[英]Shared pointers and constness of pointed-to object
If I have a class, say, 如果我有课,比方说,
class Car {
public:
void Drive();
void DisplayMileage() const;
};
And I create a shared pointer based on this class, 我基于这个类创建了一个共享指针,
typedef boost::shared_ptr<Car> CarPtr;
And I then go on to populate a vector of CarPtrs, 然后我继续填充CarPtrs的载体,
std::vector<CarPtrs> cars...;
I now want to iterate over the vector and do some stuff: 我现在想迭代向量并做一些事情:
for(auto const &car : cars) {
car->DisplayMileage(); // I want this to be okay
car->Drive(); // I want the compilation to fail here because Drive isn't const.
}
Is this possible without casting the shared pointer to a car to a shared pointer to a const car? 这是否可以在不将汽车的共享指针转换为指向const汽车的共享指针的情况下实现?
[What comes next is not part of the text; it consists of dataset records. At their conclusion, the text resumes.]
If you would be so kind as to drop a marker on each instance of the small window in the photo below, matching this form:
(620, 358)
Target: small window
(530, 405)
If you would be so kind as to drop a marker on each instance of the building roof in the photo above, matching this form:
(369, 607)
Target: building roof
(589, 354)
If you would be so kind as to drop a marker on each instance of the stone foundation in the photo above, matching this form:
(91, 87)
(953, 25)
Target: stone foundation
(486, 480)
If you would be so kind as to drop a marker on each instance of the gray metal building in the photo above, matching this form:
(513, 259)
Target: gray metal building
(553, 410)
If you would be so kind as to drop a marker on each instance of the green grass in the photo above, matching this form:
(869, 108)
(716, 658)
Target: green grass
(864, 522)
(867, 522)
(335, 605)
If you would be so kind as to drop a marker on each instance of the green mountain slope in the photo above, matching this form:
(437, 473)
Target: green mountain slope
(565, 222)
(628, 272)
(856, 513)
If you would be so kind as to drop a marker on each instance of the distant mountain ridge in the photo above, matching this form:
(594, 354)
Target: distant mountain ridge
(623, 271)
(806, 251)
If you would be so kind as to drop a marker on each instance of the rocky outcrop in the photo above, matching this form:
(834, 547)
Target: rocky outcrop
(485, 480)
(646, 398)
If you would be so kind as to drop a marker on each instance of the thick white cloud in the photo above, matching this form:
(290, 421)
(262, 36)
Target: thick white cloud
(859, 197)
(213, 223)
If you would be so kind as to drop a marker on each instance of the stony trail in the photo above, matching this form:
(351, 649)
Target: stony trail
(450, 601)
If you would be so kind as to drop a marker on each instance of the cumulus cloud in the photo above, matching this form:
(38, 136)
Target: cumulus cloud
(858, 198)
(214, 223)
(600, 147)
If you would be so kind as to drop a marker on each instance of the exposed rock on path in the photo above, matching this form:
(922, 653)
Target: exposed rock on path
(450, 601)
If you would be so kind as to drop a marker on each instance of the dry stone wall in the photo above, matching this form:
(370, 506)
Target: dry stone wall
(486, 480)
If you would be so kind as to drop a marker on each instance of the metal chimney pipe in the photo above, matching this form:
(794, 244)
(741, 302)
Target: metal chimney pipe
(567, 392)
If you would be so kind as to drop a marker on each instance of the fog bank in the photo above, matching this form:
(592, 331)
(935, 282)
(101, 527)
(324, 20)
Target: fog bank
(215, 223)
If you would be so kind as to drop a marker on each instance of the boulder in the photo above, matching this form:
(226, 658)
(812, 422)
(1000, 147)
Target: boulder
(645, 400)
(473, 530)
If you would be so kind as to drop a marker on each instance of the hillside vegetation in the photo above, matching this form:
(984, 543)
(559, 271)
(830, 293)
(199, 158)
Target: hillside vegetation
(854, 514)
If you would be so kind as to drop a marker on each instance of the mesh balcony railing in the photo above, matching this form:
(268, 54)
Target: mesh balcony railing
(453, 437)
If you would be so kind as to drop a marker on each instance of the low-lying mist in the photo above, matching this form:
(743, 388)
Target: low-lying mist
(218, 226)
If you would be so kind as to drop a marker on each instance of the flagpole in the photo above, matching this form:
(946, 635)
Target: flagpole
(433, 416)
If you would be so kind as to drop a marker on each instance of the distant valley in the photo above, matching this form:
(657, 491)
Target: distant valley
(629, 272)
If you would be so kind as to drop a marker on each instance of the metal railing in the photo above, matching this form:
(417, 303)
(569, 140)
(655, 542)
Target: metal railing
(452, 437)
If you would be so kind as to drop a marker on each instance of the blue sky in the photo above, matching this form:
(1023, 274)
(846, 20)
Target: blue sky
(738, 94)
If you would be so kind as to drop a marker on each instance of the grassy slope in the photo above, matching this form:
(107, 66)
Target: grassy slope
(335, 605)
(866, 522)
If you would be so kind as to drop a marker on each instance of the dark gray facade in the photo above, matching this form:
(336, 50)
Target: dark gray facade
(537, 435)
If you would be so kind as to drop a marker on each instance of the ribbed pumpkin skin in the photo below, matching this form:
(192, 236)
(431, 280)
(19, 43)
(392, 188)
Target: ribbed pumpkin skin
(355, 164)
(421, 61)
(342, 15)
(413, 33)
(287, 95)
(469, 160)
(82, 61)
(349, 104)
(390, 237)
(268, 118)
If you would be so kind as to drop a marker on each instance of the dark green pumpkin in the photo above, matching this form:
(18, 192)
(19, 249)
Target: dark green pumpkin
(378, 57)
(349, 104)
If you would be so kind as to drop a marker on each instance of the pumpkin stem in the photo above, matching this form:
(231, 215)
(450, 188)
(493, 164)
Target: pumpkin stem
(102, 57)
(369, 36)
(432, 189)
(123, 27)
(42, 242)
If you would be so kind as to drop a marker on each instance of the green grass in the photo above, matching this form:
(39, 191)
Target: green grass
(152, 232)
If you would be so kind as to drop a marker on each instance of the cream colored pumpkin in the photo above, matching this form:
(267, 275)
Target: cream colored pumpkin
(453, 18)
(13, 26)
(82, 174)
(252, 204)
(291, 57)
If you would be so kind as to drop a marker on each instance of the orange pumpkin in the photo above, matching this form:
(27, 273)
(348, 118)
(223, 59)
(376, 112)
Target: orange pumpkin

Sounds like a good use case for the Boost.Range "indirected" adaptor : 听起来像是Boost.Range“间接”适配器的一个很好的用例:
for(auto const& car : cars | boost::adaptors::indirected) {
car.DisplayMileage();
car.Drive(); // error: passing 'const Car' as 'this' argument of 'void Car::Drive()' discards qualifiers [-fpermissive]
}
Is this possible without casting the shared pointer to a car to a shared pointer to a const car ?
这是否可以在不将汽车的共享指针转换为指向const汽车的共享指针的情况下实现 ?
No, it is not possible. 不,这是不可能的。 The
const
applies to the shared pointer, not to the thing it refers to. const
适用于共享指针,而不适用于它引用的东西。
This is a basic fact of indirection, and it is the same with pointers: 这是间接的基本事实,它与指针相同:
int main()
{
int x = 0;
int* p1 = &x;
auto const p2 = p1;
// p2 is `int* const`, not `int const*`
*p1 = 1;
}
It's arguably unfortunate that there's simply no way to inherently gain immutability in your iteration, but that's because you're employing indirection: you're not iterating over Car
s. 可以说遗憾的是,在你的迭代中根本没有办法固有地获得不变性,但那是因为你正在使用间接:你不是在迭代
Car
。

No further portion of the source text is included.